Amazon è anche l'emblema della complessa articolazione che le piattaforme web hanno tra virtuale e reale, fra relazioni, connessioni, strutture e infrastrutture. Chi fa l'ordine non sa a chi si sta rivolgendo, l'impressione è di dialogare con un'entità che sovrasta tempo e spazio. Invece la società ha un forte e diffuso radicamento sul territorio. Noi bresciani lo possiamo testimoniare, dei 175 centri logistici diffusi nel mondo, ben tre stanno dalle nostre parti. L'intero sistema di Internet non vaga sulle nuvole dei cloud ma ha i suoi dati custoditi in server farm ben piantate (seppur altrettanto ben mimetizzate) nel territorio.

Vi è infine, un altro aspetto curioso nella storia dei monopoli web. Studi recenti - dal Mit di Boston alla Normale di Pisa - hanno rilevato come l'opinione pubblica tenda a vivere queste piattaforme dalla posizione dominante come dei servizi pubblici, dei quali non possiamo fare a meno. Non si riesce ad immaginare una ricerca senza Google, un prodotto di intelligenza artificiale senza ChatGpt, e un acquisto online senza Amazon.
Da parte loro, le piattaforme fanno di tutto per assecondare questa sensazione. Amazon si distingue anche su questo fronte, con gli sconti, con i favori riservati a chi aderisce a «prime», con le consegne gratuite, con la rete dei luoghi dove ritirare il pacco, con la riduzione dei tempi di consegna, con il costante controllo della soddisfazione del cliente. Non sono attenzioni dovute a una particolare sensibilità sociale, ma basate sulla convinzione che solo facendosi passare come servizio pubblico il monopolista riesce a far dimenticare la sua presenza pervasiva e invasiva, costante e pesante.

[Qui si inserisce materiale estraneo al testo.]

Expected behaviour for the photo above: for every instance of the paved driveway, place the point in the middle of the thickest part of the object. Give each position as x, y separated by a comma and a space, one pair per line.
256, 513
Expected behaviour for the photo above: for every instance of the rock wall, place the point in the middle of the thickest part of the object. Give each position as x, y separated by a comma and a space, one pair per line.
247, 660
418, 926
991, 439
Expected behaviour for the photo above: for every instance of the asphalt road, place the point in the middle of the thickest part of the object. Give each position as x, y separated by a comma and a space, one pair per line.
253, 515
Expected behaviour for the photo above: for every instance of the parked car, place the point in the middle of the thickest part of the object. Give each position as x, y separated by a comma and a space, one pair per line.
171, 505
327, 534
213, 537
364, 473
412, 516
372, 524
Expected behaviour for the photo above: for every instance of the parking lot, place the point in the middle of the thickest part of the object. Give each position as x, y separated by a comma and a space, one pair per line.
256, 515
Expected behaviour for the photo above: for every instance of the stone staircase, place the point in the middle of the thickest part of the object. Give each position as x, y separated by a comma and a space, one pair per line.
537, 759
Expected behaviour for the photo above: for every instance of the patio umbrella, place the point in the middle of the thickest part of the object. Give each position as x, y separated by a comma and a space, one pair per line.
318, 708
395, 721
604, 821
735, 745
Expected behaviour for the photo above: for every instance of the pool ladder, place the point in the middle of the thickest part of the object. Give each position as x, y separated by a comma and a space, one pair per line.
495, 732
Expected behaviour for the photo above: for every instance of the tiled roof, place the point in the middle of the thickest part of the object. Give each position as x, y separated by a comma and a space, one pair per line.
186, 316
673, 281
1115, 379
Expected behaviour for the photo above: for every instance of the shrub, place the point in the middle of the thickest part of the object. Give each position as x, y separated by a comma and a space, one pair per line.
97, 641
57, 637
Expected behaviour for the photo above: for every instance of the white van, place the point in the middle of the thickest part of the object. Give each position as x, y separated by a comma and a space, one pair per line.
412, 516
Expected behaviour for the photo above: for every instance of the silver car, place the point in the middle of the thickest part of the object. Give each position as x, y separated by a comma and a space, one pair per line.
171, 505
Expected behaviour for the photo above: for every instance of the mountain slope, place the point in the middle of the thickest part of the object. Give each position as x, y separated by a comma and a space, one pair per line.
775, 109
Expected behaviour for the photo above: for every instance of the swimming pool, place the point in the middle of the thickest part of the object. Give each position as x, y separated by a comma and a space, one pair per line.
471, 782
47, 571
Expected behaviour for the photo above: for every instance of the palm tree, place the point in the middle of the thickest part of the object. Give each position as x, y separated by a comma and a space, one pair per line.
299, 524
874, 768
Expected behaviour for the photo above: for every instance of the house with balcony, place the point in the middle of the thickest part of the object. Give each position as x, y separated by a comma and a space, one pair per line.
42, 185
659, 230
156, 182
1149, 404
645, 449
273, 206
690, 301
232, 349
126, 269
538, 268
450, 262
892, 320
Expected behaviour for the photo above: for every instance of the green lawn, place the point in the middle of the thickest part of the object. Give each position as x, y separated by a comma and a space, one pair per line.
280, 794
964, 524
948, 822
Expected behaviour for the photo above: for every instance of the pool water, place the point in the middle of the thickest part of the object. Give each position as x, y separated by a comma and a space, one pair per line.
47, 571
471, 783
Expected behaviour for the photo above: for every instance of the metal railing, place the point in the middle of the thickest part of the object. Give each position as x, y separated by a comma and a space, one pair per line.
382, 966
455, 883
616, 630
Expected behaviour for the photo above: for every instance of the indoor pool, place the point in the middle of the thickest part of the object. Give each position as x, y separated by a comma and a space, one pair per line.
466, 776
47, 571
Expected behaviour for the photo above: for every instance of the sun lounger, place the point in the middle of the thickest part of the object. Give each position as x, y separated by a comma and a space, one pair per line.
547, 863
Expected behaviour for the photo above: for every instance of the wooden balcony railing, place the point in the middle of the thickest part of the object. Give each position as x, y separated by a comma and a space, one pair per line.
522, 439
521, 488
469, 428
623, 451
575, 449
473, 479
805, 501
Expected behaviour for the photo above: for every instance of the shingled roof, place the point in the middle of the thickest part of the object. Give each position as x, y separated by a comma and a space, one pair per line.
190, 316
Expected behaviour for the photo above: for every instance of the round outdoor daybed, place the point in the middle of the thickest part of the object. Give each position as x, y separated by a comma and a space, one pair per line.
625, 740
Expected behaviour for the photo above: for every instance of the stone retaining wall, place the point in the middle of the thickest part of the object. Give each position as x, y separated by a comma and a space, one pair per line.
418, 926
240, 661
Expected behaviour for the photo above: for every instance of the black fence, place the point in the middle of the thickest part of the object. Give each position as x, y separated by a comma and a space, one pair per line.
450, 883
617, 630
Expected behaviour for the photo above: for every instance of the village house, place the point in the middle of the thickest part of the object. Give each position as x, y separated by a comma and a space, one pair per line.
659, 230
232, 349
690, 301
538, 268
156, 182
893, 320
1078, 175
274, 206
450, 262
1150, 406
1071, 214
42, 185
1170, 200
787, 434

Ci sono riusciti così bene, i Big del Tech, da portare ad una modifica sostanziale nell'interpretazione della normativa stessa sul mercato e la concorrenza. Negli Stati uniti - e a ricaduta poi negli altri Paesi - le autorità antitrust, infatti, non badano più tanto alla posizione dominante delle società quanto alla tutela dei diritti del consumatore.
In trent'anni la company di Seattle ha talmente modificato il sistema di vendite e distribuzioni al dettaglio che un intero sistema commerciale e finanziario ora viene denominato «Amazon economy». Le ragioni del fenomeno sono analizzate in un discreto numero di saggi che si possono avere a portata di mano in un sol giorno. Ordinandoli su Amazon.